Community Blog Cloud Enterprise-Level Storage: New Dimensions of Storage to Promote Business Innovation

Cloud Enterprise-Level Storage: New Dimensions of Storage to Promote Business Innovation

Part 5 of this 5-part series explains how ESSD combines the features of cloud and enterprise-level storage to provide a more intelligent storage service experience.

By Mangong from Alibaba Cloud Storage Team

1. Preface

When it comes to enterprise-level storage, we may think of high stability, high performance, and rich enterprise-level features. When it comes to cloud computing, we talk about unique features, such as large scale, global deployment, elasticity, service orientation, intelligence, instant activation, and pay-as-you-go. If the two are combined, what new storage forms will be produced? The goal of enterprise-level storage on the cloud is to perfectly integrate the features of enterprise-level storage and the cloud and explore new possibilities of storage. This makes business sustainable for users and facilitates their business innovations.
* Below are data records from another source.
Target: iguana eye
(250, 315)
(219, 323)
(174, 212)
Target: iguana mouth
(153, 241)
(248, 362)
Let's take block storage as an example. A common enterprise-level solution is Storage Area Network (SAN), which connects storage arrays and business hosts through a private network. SAN provides unified storage management and sharing and realizes high-performance and low-latency data access. However, SAN has shortcomings, such as high cost, complex operation and maintenance (O&M), and poor scalability. However, these problems are what cloud technology was designed to combat. Thus, Alibaba Cloud launched enterprise-level storage (ESSD) to help users meet the needs of digital transformation and innovation.

2. ESSD: Enterprise-Level Cloud Disk

ESSD provides users with high-availability, high-reliability, and high-performance block-level random access services. It also provides rich enterprise features, such as native snapshot data protection and cross-region disaster recovery. The ESSD project was started in 2016 and was based on Pangu 2.0 distributed storage base. It used RDMA and NVMe SSD all-user state I/O technology and was combined with Alibaba's experience accumulated over more than a decade in in-house distributed storage technology. It made its debut during the Double 11 Global Shopping Festival in 2017 and carried partial peak traffic of core businesses, such as database and middleware, achieving amazing performance. Therefore, it was widely used in Alibaba (starting from 2018) and was open to some external customers, who gave us very positive feedback. In 2019, ESSD was commercialized on a large scale, leading the cloud disk into the microsecond era. In 2020, the economical ESSD PL0 was launched to enable small and medium-sized customers to benefit from the ESSD full flash technology. By September 2021, ESSD has become available in 59 AZs, and 95% of Alibaba Cloud's head customers have chosen to use ESSD. It has become the most popular cloud disk product.


As a cloud product, ESSD provides service-oriented, secure, and intelligent O&M management and control services. It shields the underlying complex hardware and system O&M for users and uses declarative and open APIs to help users build upper-layer business systems. At the same time, the ESSD service is deployed and operated globally along with the development of the cloud infrastructure. Whether it is a central region, a local cloud, or an edge cloud, it aims to help meet the diverse deployment needs of users.

ESSD provides users with three major data services: a high-stability, high-performance, and high-elasticity data access service, a lightweight, real-time, and elastic native snapshot data protection service, and a multi-active disaster recovery service that works anytime and anywhere.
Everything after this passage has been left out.